Sulla partita di ieri sera ci sarebbero da dire molte cose. Molte delle quali le ho già scritte, però, anche negli ultimi post, per cui faccio un brevissimo riassunto: la squadra del 2020, quella dei record, dei 2 gol fissi a partita, dei 12 punti di vantaggio sulla seconda, s’è sciolta come neve al sole. La colpa non può essere di nessuno, quindi è di tutti. Rassegnamoci e speriamo in un po’ di culo per restare nei primi quattro, ma la speranze sono poche.
Tanto dovevo.

E ora, qualcosa di completamente diverso: Orsato l’arbitro scafato.
Generalmente evito di soffermarmi troppo sulle scelte arbitrali, sia quando sono a nostro favore (bei tempi quando i rigoriperilMilan fioccavano come le nespole) che quando sono palesemente scortesi nei nostri confronti (tipo certi cartellini sfoggiati da certi arbitri particolarmente permalosi). Ci passo sopra con una battuta e mi occupo di altro..
Ma quello che è successo ieri sul secondo gol della squadra allenata dall’Inzaghi sbagliato è la cosa più vicina al gol di Muntari che io ricordi negli ultimi anni, con l’aggravante che Orsato l’arbitro irsuto ha avuto anche la possibilità di rivedere il fallo al VAR.
Ci sono vari modi di condizionare una partita, e non sempre devono essere eclatanti. Per quasi tutto il secondo tempo, per esempio, i difensori della Lazie hanno avuto una incomprensibile impunità vicino alla propria area di rigore (non dentro perché tato non ci entriamo più). Il fallo su Cahla non è stato l’unico che Orsato l’arbitro astuto non ha visto. Ma è certamente quello più importante, perché da quell’azione è partito il contropiede che ha portato al raddoppio della simpaticissima e onestissima squadra di Lotito, giusto all’inizio del secondo tempo, dopo che noi avevamo finito il primo cercando in tutti i modi (sbagliati) di pareggiare (quello giusto sarebbe stato di tirare in porta dei tiri che non fossero leggeri anzi leggerissimi).

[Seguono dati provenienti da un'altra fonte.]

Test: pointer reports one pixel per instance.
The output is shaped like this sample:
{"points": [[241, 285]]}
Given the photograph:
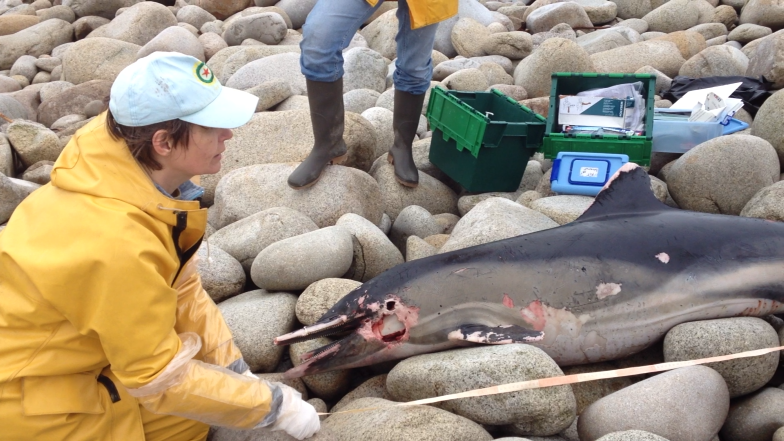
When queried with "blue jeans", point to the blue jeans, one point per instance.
{"points": [[331, 25]]}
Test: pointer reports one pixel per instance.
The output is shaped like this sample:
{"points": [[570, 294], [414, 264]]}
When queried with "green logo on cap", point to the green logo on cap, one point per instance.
{"points": [[204, 74]]}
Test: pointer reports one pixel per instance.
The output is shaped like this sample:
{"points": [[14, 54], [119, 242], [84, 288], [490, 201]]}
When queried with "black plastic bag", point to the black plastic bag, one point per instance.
{"points": [[753, 91]]}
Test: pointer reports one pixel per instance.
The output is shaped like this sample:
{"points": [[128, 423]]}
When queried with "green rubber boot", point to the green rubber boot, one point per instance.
{"points": [[408, 108], [328, 118]]}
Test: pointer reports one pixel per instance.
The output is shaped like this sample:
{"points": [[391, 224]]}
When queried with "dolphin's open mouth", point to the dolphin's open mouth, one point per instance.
{"points": [[374, 330]]}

Prendere gol così, in quel momento e in quel modo, ovviamente ha condizionato la partita.
Per il resto noi ci abbiamo messo del nostro, ma questo non giustifica una scelta arbitrale così strampatata.
Delle due l’una, o malafede o incapacità. In ogni caso Orsato l’arbitro usato garantito non ne esce bene e ho la sensazione che qualcuno stia facendo pagare al Milan la Superleague.
Superleague nella quale, diciamolo con tutta franchezza, quel fallo l’avrebbero fischiato.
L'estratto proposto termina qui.